Читать «Южнее, чем прежде (Повести, рассказы)» онлайн - страница 20

Валерий Георгиевич Попов

Мы вышли, сели на завалинку.

— Ничего не поделаешь, — вздохнул Иван, — захотела в родной деревне помереть.

— Что ж, тут она одна, что ли? — глупо спросил я.

Иван посмотрел на меня с удивлением. Потом долго от возмущения молчал.

— Это как же одна? — наконец сказал он. — Екатерина наша тут хозяйничает. Да мы с Настей часто наезжаем. Пошли, я думаю, можно.

Когда мы опять вошли, она сидела все так же, но сбившееся одеяло было сейчас расправлено, и платок был повязан ровно и аккуратно. Мы сели рядом и минуту молча разглядывали друг друга, а потом она держала нас за запястья своими скрюченными руками, а мы целовали ее в лоб, глаза, щеки.

— И-и-и, ребяты-ы, — говорила она тихим, тонким голосом, — плохи мои дела. Вот, гляньте, руки свело. И живот как веревкой дергает. Слава богу, хоть перед смертью удалось на вас посмотреть.

— Ну, а как Алексей? А Егор? — спрашивала она, и глаза ее при каждом имени слегка меняли выражение, оставаясь при этом полными любви и нежности.

В этом темном углу, за ситцевой занавеской, я просидел, почти не вставая, двое суток.
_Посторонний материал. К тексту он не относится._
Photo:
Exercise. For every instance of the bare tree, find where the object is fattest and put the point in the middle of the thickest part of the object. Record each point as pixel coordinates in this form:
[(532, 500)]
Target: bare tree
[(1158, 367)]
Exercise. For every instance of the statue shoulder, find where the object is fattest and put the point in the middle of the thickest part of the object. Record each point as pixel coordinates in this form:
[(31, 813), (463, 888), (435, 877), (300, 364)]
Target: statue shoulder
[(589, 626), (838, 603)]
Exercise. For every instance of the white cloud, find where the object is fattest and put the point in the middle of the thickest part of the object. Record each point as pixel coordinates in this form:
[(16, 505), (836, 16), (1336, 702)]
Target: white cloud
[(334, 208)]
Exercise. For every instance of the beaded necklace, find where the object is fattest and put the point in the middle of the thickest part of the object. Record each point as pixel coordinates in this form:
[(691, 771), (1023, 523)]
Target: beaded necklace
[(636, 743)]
Делая скидку на возраст и деревню, я старался говорить с ней о самом простом, примитивном, а она, оказывается, решила, что я просто ни в чем больше не понимаю, и с глубоким сожалением отнесла меня к дуракам.

Вскоре после нашего приезда прибежала Екатерина. Я представлял ее тихой, молчаливой, бледной — раз она ходит за больной, но она неожиданно оказалась очень красивой, крепкой, веселой, из той самой новой волны, которую мы наблюдали еще в Саратове.
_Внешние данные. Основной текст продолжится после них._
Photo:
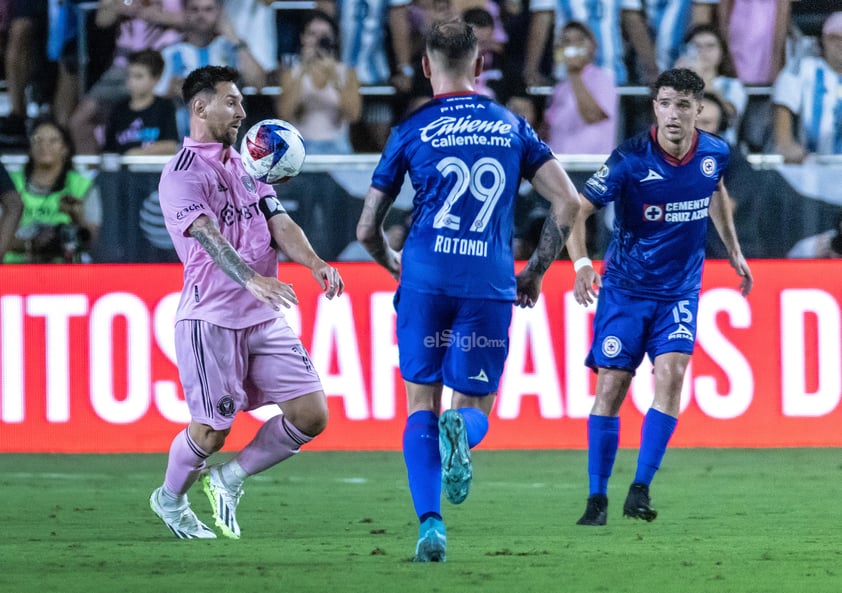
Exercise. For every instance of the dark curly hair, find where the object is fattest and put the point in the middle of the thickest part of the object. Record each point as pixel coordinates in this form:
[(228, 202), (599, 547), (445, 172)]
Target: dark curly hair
[(66, 139), (683, 80), (205, 79)]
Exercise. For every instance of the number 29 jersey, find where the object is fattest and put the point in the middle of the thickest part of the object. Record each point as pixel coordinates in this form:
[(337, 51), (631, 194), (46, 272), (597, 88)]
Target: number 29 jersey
[(465, 156)]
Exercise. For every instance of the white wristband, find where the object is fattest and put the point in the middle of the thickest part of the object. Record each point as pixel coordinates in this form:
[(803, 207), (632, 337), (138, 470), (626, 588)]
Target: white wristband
[(581, 263)]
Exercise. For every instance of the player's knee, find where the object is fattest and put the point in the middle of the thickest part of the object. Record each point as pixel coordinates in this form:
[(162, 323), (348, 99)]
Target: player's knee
[(313, 423), (209, 439)]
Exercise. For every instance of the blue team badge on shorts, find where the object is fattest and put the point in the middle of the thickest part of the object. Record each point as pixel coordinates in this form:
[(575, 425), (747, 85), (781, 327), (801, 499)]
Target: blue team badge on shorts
[(611, 346), (226, 406), (708, 166)]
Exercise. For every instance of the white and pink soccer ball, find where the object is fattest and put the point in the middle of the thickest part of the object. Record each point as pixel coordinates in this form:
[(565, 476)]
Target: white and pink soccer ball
[(272, 151)]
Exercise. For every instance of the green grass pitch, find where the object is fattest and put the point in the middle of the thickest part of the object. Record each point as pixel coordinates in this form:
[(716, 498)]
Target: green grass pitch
[(740, 521)]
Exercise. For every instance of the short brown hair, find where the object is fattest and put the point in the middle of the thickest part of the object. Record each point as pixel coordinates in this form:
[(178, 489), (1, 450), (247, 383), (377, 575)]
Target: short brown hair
[(150, 58)]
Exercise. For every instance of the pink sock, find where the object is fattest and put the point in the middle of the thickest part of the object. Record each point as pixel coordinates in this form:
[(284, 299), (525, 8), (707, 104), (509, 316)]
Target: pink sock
[(186, 462), (276, 440)]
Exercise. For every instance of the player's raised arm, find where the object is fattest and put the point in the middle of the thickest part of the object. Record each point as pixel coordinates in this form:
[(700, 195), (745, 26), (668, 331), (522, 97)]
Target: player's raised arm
[(267, 290), (722, 213), (553, 184), (291, 240), (588, 279), (370, 231)]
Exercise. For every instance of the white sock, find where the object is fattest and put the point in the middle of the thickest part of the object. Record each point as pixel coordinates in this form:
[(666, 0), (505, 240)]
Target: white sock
[(171, 499), (232, 474)]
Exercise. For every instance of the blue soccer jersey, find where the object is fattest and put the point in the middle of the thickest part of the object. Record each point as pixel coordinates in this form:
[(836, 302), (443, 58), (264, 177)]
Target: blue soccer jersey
[(657, 246), (465, 156)]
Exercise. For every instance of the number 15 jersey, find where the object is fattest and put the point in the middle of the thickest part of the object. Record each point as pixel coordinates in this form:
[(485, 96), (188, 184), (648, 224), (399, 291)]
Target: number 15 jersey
[(465, 156)]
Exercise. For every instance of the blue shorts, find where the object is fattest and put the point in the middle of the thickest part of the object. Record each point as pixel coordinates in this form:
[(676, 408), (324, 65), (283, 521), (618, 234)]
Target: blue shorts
[(626, 328), (460, 342)]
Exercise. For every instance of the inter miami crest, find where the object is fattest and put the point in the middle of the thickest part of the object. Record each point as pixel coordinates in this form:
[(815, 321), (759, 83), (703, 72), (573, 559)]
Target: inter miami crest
[(226, 406)]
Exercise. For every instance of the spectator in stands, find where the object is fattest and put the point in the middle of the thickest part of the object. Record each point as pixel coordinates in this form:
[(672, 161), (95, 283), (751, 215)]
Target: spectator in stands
[(490, 48), (825, 245), (811, 91), (364, 26), (706, 53), (610, 23), (143, 24), (669, 21), (27, 25), (321, 95), (61, 212), (756, 32), (11, 208), (582, 112), (422, 14), (143, 124), (255, 20), (62, 56), (209, 39)]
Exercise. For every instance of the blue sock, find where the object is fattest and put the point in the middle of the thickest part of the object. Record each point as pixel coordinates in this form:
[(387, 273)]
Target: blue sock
[(476, 425), (655, 435), (423, 463), (603, 440)]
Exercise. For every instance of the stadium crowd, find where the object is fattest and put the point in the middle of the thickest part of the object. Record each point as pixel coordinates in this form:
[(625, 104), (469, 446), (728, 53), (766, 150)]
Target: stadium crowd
[(345, 71)]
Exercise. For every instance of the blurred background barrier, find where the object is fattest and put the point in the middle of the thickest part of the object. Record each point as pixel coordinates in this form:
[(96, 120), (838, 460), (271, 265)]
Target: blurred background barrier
[(776, 204), (87, 361)]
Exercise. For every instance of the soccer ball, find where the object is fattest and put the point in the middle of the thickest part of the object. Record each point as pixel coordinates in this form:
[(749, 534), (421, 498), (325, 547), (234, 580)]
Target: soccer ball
[(272, 151)]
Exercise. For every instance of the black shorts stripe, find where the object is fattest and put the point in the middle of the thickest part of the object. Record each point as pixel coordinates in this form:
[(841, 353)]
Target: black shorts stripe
[(184, 159), (201, 373)]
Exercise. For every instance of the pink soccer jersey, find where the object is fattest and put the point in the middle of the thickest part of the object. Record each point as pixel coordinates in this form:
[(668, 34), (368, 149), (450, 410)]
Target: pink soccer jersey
[(195, 182)]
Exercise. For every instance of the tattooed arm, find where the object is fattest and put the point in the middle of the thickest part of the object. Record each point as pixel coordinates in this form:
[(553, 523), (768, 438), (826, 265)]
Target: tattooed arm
[(552, 182), (267, 290), (587, 279)]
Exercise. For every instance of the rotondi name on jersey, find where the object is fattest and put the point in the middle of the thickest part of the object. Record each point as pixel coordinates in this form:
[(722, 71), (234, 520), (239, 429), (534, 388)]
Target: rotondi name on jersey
[(462, 131)]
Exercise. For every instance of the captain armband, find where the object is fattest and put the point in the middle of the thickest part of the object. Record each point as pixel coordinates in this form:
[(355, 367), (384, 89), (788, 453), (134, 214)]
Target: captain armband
[(270, 206)]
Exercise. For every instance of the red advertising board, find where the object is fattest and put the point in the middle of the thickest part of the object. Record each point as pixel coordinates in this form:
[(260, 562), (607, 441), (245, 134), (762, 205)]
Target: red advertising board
[(87, 362)]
Мы сбегали с ней искупаться, она бежала впереди по дорожке, размахивая купальником, платье поднималось от бега, оголяя длинные красивые ноги, облегая всю ее, высокую, гибкую, мягкую.

Потом я сидел, просыхая, на бревнах, а Игорь сидел с ней на лодке, она бултыхала в воде ногами, а Игорь, склонившись, что-то говорил ей — быстро, ладно, убежденно. Она слушала, потом вдруг начинала хохотать и говорила, почти пела:

— Ми-и-лый! Разве ж можно так врать-то?

Потом мы вернулись и опять сидели в полутьме, за ситцевой занавеской, с нашей бабкой.

И перед самым отъездом, уже сидя в машине, мы вдруг вылезли, не сговариваясь, и еще раз вернулись к ней. И она, как и в первый раз, так же с усилием натянула вожжи и села, и долго, прощаясь, смотрела на нас. Потом мы вышли на яркий свет и, качнувшись, пошли к автомобилю, чуть не плача, и даже плача.

Перед нашим отъездом Иван был сумрачен и деловит. Он пошел и натряс в белый полотняный мешочек «китовки», как здесь говорят, — мелкой, сочной, бордовой китайки, внутри, если раскусить, розовой, пресно-сладкой. Потом Настя сказала, что надо хоть дыней завернуть на дорогу, и мы поехали на остров, на бахчу.

Опять мы размотали цепь с чугунной скобы, с грохотом бросили цепь в лодку, оттолкнулись. Сначала лодка шла по инерции, и мы все трое молча стояли в ней. Потом расселись, развернули лодку и медленно двинулись.

Я сидел на корме, упираясь в борта руками, и смотрел, хватая глазами, обнимая, стараясь удержать все, не отпускать.